Ao emergir do processo de tortura, vivo, senti-me destroçado. Na fase imediatamente seguinte, fui tomado por uma série de percepções extremamente negativas a respeito de mim mesmo, avaliação que em função de seus componentes emocionais, aguçava a crise ideológica que explodira na tortura e me afastava do conhecimento real de suas raízes histórico-concretas. Este posicionamento auto-destrutivo é sucedido por uma tendência não menos negativa: a racionalização superficial das responsabilidades, ou seja, a tentativa de atenuá-las assimilando-as mecanicamente ao fenômeno de massas em que se havia convertido o comportamento incorreto dos revolucionários presos no Brasil.
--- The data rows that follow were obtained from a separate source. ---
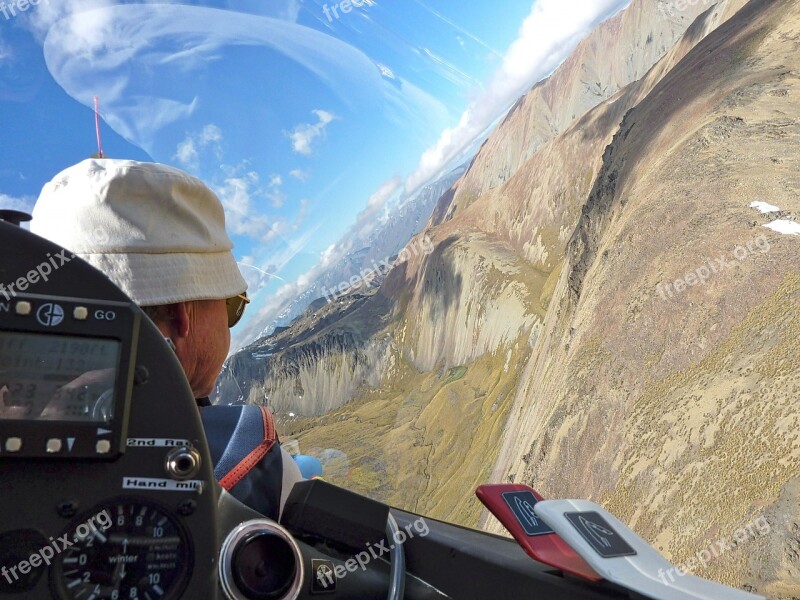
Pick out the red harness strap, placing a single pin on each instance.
(259, 452)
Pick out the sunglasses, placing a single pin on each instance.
(235, 307)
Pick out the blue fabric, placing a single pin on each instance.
(233, 432)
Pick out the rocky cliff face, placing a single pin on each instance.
(603, 315)
(665, 381)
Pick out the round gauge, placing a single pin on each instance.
(126, 550)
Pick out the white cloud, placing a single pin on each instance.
(241, 214)
(299, 174)
(117, 51)
(304, 136)
(188, 152)
(549, 33)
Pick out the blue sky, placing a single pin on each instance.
(310, 123)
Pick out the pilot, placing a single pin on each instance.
(159, 235)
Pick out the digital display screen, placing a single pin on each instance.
(57, 378)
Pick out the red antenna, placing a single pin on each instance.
(97, 127)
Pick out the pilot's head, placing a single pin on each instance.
(159, 234)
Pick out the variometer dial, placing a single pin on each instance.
(126, 550)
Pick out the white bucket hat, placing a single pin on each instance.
(156, 232)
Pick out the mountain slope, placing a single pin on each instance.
(676, 407)
(533, 343)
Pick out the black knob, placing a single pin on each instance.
(264, 566)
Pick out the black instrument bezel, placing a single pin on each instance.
(123, 329)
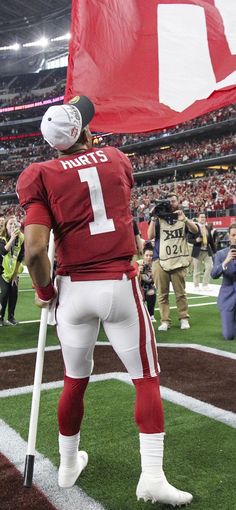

Hoje, transcorridos oito anos e superadas as formas de apreensão inadequada da minha experiência na tortura, tenho-me proposto a pensá-la sob a ótica essencialmente crítica, fixando corretamente minha responsabilidade pessoal e procurando conhecer o conjunto das condições históricas, políticas, ideológicas, morais e psicológicas que se imprimiram em mim e desembocaram na forma de comportamento de um indivíduo particular. É sobre esta base que se ergue um processo real de autocrítica – sentido da minha vida
Ilha de Itamaracá, março de 1978.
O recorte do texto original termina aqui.